The request may also include a field named symbols that is an array of fully-qualified names. If present and non-empty, the returned schema will be pruned to only include the data required to describe the requested symbols. All other content in the module will be omitted. This is particularly useful with large modules, to reduce the amount of schema data that a client needs to download. For example, let's say a client needs the schema for a single service, but it's defined in a large module that defines many services. The request can indicate the name of the service of interest in the symbols field and will get back only what they need and nothing else. Here's an example that returns only the google.longrunning.Operations service from the buf.build/googleapis/googleapis module:

> POST /buf.reflect.v1beta1.FileDescriptorSetService/GetFileDescriptorSet HTTP/1.1
> Host: buf.build
> Authorization: Bearer <insert-buf-token-here>
> Content-Type: application/json
> Connect-Protocol-Version: 1
> {
>    "module": "buf.build/googleapis/googleapis",
>    "version": "75b4300737fb4efca0831636be94e517",
>    "symbols": ["google.longrunning.Operations"]
> }

This currently returns a response that is about 11k. If we leave out the symbols field from the request, the response would be about 10x that size.

Dynamic Messages

Once you have downloaded a set of descriptors, the next step is what to do with it. Having the whole schema allows for building dynamic messages -- which are backed by a descriptor at runtime instead of by generated code.

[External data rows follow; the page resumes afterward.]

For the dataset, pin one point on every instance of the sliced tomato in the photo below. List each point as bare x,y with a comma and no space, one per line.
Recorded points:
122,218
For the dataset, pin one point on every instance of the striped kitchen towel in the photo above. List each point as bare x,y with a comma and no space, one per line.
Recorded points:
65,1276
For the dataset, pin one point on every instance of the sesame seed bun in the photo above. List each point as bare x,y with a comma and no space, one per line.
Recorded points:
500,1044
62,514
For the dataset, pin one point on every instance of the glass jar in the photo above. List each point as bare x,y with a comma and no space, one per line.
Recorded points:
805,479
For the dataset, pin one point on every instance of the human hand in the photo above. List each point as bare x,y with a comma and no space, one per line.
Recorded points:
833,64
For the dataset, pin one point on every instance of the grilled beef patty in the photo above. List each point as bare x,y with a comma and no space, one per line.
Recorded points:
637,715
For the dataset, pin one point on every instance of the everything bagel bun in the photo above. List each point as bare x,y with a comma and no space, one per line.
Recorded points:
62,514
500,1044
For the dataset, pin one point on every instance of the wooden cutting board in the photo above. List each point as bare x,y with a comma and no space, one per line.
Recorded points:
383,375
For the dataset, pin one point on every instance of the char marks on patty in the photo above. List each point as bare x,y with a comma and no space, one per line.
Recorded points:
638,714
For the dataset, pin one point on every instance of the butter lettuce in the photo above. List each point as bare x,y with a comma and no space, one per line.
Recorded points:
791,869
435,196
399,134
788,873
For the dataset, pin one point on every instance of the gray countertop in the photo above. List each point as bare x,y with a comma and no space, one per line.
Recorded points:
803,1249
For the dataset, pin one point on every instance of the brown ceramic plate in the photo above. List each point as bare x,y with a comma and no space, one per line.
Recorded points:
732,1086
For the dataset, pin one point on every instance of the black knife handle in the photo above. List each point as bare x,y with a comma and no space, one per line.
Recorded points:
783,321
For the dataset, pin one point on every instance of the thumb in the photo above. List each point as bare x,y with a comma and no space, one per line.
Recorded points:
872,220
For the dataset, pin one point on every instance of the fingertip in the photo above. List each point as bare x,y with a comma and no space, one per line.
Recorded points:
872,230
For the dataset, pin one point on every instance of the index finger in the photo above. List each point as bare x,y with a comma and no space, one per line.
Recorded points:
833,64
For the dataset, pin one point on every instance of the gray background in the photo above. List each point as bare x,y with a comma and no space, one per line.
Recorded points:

The general shape of this solution is two-fold:

  1. Convert FileDescriptorProto instances to "rich" data structures that are cross-linked and indexed. This makes it easy to traverse type references in the schema. This process also validates the schema, to make sure it is not missing any necessary elements and is valid per the rules of the Protobuf language.
  2. Use a "rich" descriptor that describes a message to construct a dynamic message. This message acts on most ways like a regular generated message. You can unmarshal message data from an array of bytes or vice versa, marshal the message's data to bytes. You can examine the field values of the message, too. Since it is not a generated type, however, you can't access fields in the normal way since your code doesn't even know what fields the message has at compile-time.

The power of a dynamic message is that it enables an "appliance" that can process message data of arbitrary types in cross-cutting ways. A particularly powerful and common use case is to examine fields and field options to redact sensitive data/PII, convert to JSON, and then store in a data warehouse for use with business intelligence tools. Without a dynamic message, you have to write a bespoke message processor that must be recompiled and re-deployed whenever any of the message definitions are changed. With a dynamic message, you can compile and deploy the service once, but then must provide the service with updated message definitions as they change; that's where the BSR and the Buf Reflect API come in!

To get a sense of how the API can be used to perform functionality described in the above paragraph, take a look at our example client library.

Unfortunately, not all languages/runtimes have support for descriptors and dynamic messages. Here are ones that do, with links to relevant API documentation.

There are other languages (C#, PHP) that include some support for descriptors, but only for runtime reflection; they do not provide dynamic message support. There also may be third-party language runtimes that offer this support.